Property

Thailand's Property Market Faces Historic Downturn: A Crisis Worse Than COVID-19

Thailand's Real Estate Crisis Deepens

In 2025, Thailand's property market is experiencing a severe crisis, with home loan growth projected to turn negative for the first time in the country's history. This downturn is fueled by sluggish purchasing power, a massive housing oversupply, and structural issues more challenging than the COVID-19 pandemic's impact.

Consumer Caution and Bank Stricter Policies

Consumer behavior shifts, with people increasingly worried about future income, leading to cautious spending and investment in high-value assets like property. Banks have become stricter with loan approvals, extending caution beyond low and middle-income earners to higher-income brackets, as part of a more cautious approach to risk assessment.

Thai Real Estate Crisis

Historic Negative Growth Predicted

Yuttachai Teyarachakul of UOB Thailand describes the situation as the worst in a century, predicting negative new loan volumes this year. Banks are shifting focus to the second-hand property market, where homes are about 30% cheaper than new builds.

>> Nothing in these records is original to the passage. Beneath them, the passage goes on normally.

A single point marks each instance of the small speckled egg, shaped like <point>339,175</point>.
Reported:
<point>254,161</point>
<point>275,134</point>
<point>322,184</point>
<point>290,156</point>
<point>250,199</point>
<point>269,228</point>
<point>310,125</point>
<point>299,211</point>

Structural Issues and Potential Price War

The crisis, considered more difficult than the COVID-19 downturn, involves structural issues like housing oversupply and lack of purchasing power. A potential price war could have devastating consequences, eroding the wealth effect and disrupting the lending and liquidity systems.

Thai Real Estate Price War

Financial strain on households is evident, with more homeowners converting property into cash and a continuous rise in non-performing loans. Recovery could take one to two years, dependent on broader economic improvement.